Transformer Architecture

The 2017 paper "Attention Is All You Need" introduced an architecture built entirely on attention plus feed-forward layers. No recurrence, no convolution. Eight years later it still underlies every frontier LLM.

The building block

A transformer block has:

Multi-head self-attention that lets each position attend to every other.
Residual connection + layer norm wrapping the attention.
Feed-forward MLP (typically 4x the model dimension wide).
Residual connection + layer norm wrapping the MLP.

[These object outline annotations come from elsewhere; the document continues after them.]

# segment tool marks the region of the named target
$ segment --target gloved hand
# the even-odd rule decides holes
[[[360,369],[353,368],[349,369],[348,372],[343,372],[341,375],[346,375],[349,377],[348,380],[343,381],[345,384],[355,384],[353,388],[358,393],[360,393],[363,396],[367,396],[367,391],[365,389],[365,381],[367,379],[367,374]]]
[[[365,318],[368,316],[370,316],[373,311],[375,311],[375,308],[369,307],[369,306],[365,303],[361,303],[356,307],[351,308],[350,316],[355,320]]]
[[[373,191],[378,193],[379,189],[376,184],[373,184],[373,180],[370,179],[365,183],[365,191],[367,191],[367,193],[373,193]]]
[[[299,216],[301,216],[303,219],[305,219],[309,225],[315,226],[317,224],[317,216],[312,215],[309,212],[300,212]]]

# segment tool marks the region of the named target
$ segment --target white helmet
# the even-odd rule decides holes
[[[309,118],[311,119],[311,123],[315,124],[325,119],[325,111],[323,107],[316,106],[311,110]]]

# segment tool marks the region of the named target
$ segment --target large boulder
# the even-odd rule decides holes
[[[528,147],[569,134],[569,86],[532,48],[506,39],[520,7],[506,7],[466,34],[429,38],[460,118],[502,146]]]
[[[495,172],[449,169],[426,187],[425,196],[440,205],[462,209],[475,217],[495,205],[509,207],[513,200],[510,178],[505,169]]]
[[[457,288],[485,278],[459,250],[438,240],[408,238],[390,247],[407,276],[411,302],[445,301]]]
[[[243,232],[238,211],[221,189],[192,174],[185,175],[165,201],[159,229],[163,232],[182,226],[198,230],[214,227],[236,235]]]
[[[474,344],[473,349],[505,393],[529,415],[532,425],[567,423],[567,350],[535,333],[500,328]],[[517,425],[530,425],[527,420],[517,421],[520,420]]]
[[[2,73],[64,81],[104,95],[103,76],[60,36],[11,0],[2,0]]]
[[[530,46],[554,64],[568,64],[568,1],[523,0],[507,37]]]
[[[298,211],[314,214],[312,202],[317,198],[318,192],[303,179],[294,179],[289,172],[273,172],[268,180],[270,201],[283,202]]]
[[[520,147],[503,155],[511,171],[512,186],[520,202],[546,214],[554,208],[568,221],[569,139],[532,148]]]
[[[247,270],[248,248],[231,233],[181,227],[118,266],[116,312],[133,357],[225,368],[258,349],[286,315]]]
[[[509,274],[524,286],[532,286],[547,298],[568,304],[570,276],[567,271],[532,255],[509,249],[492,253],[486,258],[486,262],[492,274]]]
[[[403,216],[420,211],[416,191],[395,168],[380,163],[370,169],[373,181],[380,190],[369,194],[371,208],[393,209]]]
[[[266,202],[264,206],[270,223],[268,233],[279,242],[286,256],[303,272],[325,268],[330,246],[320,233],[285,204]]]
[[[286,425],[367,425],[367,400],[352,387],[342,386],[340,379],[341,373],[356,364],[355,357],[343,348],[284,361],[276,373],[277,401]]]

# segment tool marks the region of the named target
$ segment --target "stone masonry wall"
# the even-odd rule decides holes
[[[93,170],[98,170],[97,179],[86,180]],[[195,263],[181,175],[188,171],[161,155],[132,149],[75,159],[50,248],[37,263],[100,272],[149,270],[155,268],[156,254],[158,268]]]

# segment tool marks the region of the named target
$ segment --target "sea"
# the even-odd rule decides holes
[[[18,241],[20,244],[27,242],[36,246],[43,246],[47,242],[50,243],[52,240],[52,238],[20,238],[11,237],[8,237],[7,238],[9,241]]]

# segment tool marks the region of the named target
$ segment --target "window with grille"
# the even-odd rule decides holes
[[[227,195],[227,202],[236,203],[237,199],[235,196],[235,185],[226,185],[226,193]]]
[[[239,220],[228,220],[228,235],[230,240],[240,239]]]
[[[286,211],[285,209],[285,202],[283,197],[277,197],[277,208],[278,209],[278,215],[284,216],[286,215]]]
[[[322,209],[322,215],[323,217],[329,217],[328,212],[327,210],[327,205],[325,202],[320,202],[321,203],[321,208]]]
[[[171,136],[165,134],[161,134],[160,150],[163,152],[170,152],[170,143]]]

Stack 12, 32, 80 of these and you have GPT-2, GPT-3, GPT-4 respectively.

Encoder vs decoder

Encoder-only (BERT): bidirectional self-attention. Great for classification and embedding.
Decoder-only (GPT family): causal attention mask, generates token by token. The dominant LLM design today.
Encoder-decoder (T5): encoder reads input fully, decoder generates conditioned on encoder output. Still strong for translation and summarisation.

Positional information

Attention is permutation-invariant by itself - it has no idea where each token sits. Position is injected via:
- Sinusoidal positional encoding (original paper).
- Learned absolute positional embeddings (BERT, GPT-2).
- Rotary position embeddings (RoPE, used by Llama, Mistral, PaLM).
- ALiBi linear-bias attention (used by Bloom).

RoPE is the modern default - it generalises to longer contexts than the model was trained on far better than learned embeddings.